Cellphone app-enabled nightly surveys of mood and daily wellness behaviors charted in detail the negative impacts caused by the pandemic crisis. These surveys revealed lower mood and wellness behaviors after the onset of COVID. “The overall magnitude of these COVID-related changes was modest but persistent across the rest of the semester,” the researchers reported.

Almost 90% of the participants answered all or part of a COVID-specific survey seeking to assess their attitudes about the crisis. This revealed that 68% of participants said they did not feel confident in the government’s response to the pandemic, although 86% remained hopeful that it would be resolved. Over 95% reported they were complying with government rules and suggestions for appropriate behaviors such as mask-wearing and social distancing. Over one-fourth of the participants knew someone who had tested positive for the virus, and 2.4% knew someone who had died of it.

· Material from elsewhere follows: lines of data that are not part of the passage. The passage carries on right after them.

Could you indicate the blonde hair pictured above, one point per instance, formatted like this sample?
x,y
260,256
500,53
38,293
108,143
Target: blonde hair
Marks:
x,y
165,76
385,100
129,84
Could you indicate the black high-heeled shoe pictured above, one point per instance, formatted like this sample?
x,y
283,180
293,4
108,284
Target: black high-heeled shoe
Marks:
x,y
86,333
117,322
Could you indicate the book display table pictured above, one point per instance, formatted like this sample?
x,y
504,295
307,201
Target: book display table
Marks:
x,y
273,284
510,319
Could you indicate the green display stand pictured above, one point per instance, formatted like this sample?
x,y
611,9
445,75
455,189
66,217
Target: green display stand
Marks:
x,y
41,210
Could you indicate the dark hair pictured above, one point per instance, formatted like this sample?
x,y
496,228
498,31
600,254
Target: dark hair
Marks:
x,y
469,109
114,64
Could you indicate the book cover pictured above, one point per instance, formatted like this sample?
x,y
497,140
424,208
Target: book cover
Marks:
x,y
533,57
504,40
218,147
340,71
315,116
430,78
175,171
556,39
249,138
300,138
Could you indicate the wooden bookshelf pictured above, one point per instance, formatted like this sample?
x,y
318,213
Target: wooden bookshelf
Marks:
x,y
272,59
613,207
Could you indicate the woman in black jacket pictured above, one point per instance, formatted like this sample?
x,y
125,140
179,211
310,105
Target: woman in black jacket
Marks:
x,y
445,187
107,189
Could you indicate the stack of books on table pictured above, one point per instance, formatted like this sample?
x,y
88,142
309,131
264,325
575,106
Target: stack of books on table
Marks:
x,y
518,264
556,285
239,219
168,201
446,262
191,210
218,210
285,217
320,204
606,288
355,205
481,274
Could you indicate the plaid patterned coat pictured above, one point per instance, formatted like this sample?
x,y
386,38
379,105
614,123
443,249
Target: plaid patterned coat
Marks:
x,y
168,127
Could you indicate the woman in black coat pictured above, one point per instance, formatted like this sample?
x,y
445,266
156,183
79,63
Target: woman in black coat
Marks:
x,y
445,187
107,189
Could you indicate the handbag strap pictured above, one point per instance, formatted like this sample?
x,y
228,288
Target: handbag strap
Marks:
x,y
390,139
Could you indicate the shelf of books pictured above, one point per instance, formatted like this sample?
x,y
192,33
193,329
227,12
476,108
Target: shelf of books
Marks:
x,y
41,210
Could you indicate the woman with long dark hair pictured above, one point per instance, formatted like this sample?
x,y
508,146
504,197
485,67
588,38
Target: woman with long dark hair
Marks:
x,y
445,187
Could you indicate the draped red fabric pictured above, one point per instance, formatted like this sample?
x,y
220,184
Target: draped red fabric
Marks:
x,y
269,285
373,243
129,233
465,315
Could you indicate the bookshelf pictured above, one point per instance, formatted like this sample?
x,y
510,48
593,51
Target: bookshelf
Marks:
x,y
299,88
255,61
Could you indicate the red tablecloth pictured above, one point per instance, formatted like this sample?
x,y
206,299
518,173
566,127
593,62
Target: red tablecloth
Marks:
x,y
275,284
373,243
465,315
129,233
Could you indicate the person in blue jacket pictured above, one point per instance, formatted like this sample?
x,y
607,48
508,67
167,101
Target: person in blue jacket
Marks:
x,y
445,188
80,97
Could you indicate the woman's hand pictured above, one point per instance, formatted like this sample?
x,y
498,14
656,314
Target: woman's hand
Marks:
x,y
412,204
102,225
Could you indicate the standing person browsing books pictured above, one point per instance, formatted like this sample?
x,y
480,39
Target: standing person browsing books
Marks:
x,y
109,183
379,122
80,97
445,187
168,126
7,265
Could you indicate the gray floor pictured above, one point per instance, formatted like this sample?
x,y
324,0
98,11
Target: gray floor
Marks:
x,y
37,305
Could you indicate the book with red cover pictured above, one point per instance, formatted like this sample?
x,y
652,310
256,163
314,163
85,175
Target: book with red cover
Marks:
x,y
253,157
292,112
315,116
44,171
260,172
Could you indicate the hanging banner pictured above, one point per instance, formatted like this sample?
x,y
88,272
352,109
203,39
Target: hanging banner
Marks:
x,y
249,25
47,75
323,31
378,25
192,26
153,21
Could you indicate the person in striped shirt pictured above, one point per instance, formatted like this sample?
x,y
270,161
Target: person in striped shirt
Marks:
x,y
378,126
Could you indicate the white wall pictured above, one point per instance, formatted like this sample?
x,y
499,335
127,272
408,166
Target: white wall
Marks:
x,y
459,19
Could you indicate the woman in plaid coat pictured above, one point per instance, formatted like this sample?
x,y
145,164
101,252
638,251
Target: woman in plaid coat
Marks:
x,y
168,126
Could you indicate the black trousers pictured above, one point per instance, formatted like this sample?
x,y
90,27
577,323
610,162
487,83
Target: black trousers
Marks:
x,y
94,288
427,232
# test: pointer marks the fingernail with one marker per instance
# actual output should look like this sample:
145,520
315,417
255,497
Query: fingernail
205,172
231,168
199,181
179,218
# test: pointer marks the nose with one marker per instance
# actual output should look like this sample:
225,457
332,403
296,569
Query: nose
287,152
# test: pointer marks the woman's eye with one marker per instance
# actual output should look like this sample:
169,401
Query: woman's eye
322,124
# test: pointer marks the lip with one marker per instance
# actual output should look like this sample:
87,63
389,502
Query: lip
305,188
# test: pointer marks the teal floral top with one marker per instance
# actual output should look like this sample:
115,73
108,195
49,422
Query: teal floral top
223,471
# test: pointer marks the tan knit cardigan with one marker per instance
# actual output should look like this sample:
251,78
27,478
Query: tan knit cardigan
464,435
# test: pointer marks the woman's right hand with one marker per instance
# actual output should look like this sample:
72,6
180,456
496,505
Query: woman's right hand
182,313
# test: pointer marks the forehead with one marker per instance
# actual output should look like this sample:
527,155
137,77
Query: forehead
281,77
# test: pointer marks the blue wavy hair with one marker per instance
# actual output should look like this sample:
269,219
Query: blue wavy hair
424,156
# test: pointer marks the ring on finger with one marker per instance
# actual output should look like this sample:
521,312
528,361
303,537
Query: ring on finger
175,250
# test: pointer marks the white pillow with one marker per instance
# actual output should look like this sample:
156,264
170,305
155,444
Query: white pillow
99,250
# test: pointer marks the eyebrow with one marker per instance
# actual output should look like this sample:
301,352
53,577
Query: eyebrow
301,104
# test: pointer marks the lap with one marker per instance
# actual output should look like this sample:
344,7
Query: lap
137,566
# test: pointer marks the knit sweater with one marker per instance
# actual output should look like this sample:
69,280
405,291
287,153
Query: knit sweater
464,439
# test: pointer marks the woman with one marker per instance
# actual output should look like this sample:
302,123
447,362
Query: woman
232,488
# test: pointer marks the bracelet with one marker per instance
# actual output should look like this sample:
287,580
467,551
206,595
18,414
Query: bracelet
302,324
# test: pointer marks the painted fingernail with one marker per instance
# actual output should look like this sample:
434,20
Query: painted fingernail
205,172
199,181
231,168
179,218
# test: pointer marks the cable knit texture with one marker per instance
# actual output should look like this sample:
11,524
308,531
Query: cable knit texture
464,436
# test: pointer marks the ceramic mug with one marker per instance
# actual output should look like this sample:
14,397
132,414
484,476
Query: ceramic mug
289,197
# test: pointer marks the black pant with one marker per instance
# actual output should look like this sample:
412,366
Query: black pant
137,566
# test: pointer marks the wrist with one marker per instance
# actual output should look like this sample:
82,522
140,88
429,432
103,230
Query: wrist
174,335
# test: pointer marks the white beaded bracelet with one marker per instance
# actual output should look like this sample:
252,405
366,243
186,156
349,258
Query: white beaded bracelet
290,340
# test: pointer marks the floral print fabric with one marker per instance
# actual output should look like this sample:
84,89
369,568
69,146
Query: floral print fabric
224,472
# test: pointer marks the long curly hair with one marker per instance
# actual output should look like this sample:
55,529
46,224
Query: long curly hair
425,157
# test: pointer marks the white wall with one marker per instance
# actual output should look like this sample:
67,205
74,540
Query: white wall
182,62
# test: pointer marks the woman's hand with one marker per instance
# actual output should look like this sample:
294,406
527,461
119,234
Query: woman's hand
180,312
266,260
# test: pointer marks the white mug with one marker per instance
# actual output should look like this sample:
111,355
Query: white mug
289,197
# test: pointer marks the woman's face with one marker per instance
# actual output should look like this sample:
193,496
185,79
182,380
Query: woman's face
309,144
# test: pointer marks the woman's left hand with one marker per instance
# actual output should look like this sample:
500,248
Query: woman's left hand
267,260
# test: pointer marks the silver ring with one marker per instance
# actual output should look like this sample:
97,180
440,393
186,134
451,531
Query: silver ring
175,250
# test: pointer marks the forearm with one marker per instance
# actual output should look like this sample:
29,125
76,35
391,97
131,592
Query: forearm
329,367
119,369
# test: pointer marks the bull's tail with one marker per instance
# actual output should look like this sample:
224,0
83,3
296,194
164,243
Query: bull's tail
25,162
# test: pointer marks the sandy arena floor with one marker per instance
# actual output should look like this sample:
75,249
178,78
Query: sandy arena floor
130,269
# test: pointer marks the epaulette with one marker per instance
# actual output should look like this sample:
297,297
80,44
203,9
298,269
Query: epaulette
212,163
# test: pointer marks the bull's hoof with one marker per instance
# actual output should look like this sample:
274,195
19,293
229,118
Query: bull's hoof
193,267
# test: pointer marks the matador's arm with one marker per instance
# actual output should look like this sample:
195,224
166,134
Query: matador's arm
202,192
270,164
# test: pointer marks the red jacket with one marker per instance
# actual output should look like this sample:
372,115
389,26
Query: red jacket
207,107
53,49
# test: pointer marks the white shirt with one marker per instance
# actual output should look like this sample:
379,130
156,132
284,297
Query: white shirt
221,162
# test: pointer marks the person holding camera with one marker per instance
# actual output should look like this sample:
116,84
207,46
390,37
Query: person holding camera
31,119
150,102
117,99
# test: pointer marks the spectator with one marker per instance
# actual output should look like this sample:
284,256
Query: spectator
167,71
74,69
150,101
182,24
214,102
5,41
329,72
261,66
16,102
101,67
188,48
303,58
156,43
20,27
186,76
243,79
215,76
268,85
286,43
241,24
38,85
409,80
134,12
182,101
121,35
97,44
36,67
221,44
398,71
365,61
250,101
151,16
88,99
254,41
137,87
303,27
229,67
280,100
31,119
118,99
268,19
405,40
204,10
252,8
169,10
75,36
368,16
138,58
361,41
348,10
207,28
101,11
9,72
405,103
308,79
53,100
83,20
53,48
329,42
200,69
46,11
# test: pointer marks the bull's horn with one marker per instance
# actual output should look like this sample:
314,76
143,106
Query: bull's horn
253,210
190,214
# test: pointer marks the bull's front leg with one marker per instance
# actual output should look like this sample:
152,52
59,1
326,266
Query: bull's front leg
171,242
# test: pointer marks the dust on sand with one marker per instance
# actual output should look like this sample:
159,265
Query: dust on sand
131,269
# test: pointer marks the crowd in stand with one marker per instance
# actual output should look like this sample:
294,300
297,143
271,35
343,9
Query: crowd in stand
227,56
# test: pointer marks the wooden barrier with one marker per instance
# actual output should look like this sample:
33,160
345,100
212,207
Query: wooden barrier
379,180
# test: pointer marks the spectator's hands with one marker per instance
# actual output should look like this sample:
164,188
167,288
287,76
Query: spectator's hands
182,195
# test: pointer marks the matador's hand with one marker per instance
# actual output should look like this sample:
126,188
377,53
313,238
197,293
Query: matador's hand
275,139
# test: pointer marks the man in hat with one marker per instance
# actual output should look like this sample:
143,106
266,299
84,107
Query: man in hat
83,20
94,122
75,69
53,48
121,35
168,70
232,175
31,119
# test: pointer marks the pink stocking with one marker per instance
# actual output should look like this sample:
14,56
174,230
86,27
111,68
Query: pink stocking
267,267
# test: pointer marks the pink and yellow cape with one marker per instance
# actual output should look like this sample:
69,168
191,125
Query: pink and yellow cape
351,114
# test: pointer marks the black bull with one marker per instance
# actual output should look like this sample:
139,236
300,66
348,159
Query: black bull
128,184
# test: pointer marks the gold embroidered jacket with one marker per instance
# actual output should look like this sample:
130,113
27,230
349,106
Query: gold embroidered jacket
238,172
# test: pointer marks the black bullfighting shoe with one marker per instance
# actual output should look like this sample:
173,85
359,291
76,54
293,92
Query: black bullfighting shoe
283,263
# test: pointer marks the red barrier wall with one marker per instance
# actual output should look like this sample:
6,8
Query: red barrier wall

The students rated the overall level of disruption in their lives caused by the pandemic to be 7.8 on a 0-to-10 scale. Disruption was higher among students who were younger and those who were not taking part in the wellness program, leading the researchers to urge that in the term just beginning, colleges prepare to address the continuing mental health impacts of the pandemic.

“The greater [a student’s] perceived disruption by COVID,” the researchers concluded, “the greater the [mental health] impact. This disruption may increase for students as their families struggle with economic conditions of the continued pandemic. Students, especially first-year students, may be in need of more institutional support than ever.”